Dès le mois de mars 2020, la survenue de troubles du goût et/ou de l’odorat au cours des infections Covid en Europe a fait recommander de considérer la survenue d’une anosmie brutale comme très évocatrice de Covid.
A fortiori si elle ne s’accompagne pas d’obstruction nasale et s’associe à des troubles du goût : les tests PCR étaient positifs chez plus de trois quarts de ces patients anosmiques. Diverses publications européennes multicentriques ont confirmé que le dysfonctionnement olfactif et/ou gustatif est présent chez 70 à plus de 85 % des patients Covid-19, alors que les études chinoises n’en relevaient que 5 %.
L’anosmie peut constituer le symptôme initial avant l’apparition des signes généraux, mais elle peut aussi rester isolée ou apparaître après les autres signes.
Elle semble surtout présente dans les formes légères de la maladie, mais il peut exister un biais dans la mesure où elle peut passer au dernier plan en cas de troubles respiratoires sévères. « Mais si l’anosmie est réellement moins présente dans les formes les plus légères, il reste encore à comprendre par quel mécanisme » s’interrogeait le Dr Sven Saussez (Bruxelles).

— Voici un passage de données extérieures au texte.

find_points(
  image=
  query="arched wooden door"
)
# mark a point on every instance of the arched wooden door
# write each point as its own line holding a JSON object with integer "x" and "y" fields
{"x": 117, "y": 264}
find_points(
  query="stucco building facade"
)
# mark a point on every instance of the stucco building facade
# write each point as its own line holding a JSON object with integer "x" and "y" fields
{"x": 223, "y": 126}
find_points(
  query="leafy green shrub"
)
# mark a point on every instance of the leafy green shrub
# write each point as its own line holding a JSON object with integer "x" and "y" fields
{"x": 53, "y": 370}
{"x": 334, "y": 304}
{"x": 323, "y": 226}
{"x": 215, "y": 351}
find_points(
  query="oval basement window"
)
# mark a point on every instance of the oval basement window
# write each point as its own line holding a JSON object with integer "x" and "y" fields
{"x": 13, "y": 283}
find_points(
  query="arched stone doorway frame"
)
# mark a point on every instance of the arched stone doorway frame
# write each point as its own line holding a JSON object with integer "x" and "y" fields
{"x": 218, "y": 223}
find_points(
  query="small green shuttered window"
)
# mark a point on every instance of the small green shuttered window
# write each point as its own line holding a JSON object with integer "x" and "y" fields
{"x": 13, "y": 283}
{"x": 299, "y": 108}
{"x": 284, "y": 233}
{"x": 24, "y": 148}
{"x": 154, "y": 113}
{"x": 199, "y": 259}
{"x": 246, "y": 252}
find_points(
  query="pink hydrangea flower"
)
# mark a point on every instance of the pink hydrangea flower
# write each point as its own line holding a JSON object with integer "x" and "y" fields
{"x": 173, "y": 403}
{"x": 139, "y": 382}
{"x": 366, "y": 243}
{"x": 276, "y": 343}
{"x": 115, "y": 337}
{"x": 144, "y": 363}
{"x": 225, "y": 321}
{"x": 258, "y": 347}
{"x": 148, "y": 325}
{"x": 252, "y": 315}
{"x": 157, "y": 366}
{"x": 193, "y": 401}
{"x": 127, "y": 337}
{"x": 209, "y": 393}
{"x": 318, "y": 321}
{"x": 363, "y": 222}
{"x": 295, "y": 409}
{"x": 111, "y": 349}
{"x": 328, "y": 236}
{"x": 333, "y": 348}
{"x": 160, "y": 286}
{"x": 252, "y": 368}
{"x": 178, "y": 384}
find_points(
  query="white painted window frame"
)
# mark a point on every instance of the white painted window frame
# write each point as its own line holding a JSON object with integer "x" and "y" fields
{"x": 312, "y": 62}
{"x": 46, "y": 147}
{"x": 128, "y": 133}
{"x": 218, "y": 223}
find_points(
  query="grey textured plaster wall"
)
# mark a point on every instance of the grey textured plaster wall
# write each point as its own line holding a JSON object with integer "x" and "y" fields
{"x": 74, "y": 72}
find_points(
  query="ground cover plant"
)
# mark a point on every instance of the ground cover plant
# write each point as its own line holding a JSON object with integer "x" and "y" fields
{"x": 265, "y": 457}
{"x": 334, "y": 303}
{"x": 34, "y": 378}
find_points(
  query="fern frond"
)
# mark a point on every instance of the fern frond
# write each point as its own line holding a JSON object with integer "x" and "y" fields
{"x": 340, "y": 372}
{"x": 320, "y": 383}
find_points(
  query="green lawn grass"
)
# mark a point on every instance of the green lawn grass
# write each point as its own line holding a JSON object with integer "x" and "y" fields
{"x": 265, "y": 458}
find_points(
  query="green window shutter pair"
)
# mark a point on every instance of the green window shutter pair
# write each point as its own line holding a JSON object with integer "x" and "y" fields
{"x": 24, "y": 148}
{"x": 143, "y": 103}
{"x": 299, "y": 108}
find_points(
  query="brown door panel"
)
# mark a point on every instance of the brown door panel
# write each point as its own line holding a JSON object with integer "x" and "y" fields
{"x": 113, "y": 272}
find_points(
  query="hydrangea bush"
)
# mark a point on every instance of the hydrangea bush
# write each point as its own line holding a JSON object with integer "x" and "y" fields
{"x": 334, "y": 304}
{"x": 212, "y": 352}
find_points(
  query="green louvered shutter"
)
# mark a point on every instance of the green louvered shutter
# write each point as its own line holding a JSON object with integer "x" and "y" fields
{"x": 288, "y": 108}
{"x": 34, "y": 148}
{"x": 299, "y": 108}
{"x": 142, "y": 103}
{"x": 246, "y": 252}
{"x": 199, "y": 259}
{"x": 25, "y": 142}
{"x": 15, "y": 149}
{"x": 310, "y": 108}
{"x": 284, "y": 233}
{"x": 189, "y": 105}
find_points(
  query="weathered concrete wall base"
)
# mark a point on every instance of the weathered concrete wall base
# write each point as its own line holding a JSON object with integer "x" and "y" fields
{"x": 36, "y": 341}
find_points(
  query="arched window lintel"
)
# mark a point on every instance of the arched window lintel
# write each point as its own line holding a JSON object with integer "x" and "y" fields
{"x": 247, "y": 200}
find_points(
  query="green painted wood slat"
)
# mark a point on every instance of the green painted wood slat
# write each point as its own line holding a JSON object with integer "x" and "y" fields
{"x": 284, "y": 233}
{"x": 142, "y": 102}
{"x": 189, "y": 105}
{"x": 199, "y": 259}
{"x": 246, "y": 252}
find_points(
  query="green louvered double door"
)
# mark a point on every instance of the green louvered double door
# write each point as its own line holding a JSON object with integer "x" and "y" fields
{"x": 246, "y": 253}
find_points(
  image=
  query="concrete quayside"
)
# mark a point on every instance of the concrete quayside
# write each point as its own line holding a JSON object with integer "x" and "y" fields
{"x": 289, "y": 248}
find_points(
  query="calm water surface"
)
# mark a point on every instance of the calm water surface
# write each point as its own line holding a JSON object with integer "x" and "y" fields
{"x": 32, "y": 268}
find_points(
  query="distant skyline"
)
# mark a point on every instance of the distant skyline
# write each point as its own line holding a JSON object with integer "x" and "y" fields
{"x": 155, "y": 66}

Une étude prospective multicentrique menée au CHU de Poitiers montre que l’anosmie isolée est rare et associée à une hypo- ou agueusie dans 65 % des cas. Par rapport aux signes généraux, elle survient entre trois jours avant jusqu’à sept jours après. « Elle confirme que l’anosmie est plus fréquente dans les formes les moins sévères puisque chez les patients atteints d’anosmie, on retrouve 17 % d’hospitalisation versus 38 % chez les non atteints, et 1 % versus 9 % de passage en soins intensifs. Elle est beaucoup plus fréquente chez les femmes et les patients jeunes », note Éléonore Chary, interne au CHU de Poitiers.
7,2 % d’anosmie persistante
Un des éléments surprenants de cette anosmie est qu’elle survient sans obstruction nasale. Les IRM pratiquées retrouvent volontiers un œdème des fentes olfactives, mais aussi au niveau du bulbe olfactif. Cette atteinte neurologique pourrait rendre compte des anosmies persistantes. Une atrophie du bulbe olfactif à distance de l’infection semble de mauvais pronostic pour la récupération.
L’étude du CHU de Poitiers a montré que 15 jours après l’apparition de l’anosmie, la récupération a été complète dans 64 % des cas et partielle dans 33 %. Mais 7,2 % des patients gardent une anosmie sévère persistante. « Nous devons continuer nos investigations pour comprendre quels sont les facteurs de non-récupération à long terme », concède Sven Saussez. Il n’existe pas à ce jour de consensus sur la stratégie thérapeutique à adopter. Vu le nombre de récupérations spontanées, tests olfactifs et IRM n’ont d’indication qu’en l’absence de récupération au-delà de 15 jours.
Les précautions émises au début de l’épidémie vis-à-vis des corticostéroïdes et des lavages de nez ont été levées. Suspectés de disséminer le virus au niveau bronchopulmonaire, ils sont maintenant recommandés afin de diminuer la charge virale dans les fosses nasales et les fentes olfactives. Pour éviter de contaminer l’entourage, ils ne doivent être effectués que lorsque le patient est seul dans la pièce, avec des dispositifs à usage individuel et désinfection du matériel et des surfaces après le soin.
La corticothérapie locale et même systémique s’avère plutôt efficace pour limiter l’œdème au niveau de la fente olfactive, mais peu dans les atteintes centrales. « Devant une atteinte périphérique, on peut proposer une corticothérapie générale puis locale. Si elle persiste ou semble d’origine neurologique, la rééducation olfactive a une vraie place », explique le Pr Vincent Couloigner de l’hôpital Necker-Enfants Malades à Paris.
(1) J R Lechien et al. J Intern Med, 2020. DOI: 10.1111/joim.13089.
(2) S Saussez et al. Eur Arch Otorhinolaryngol, 2020. DOI: 10.1007/s00405-020-06285-0.
(3) Congrès de la SFORL, 26 novembre 2020.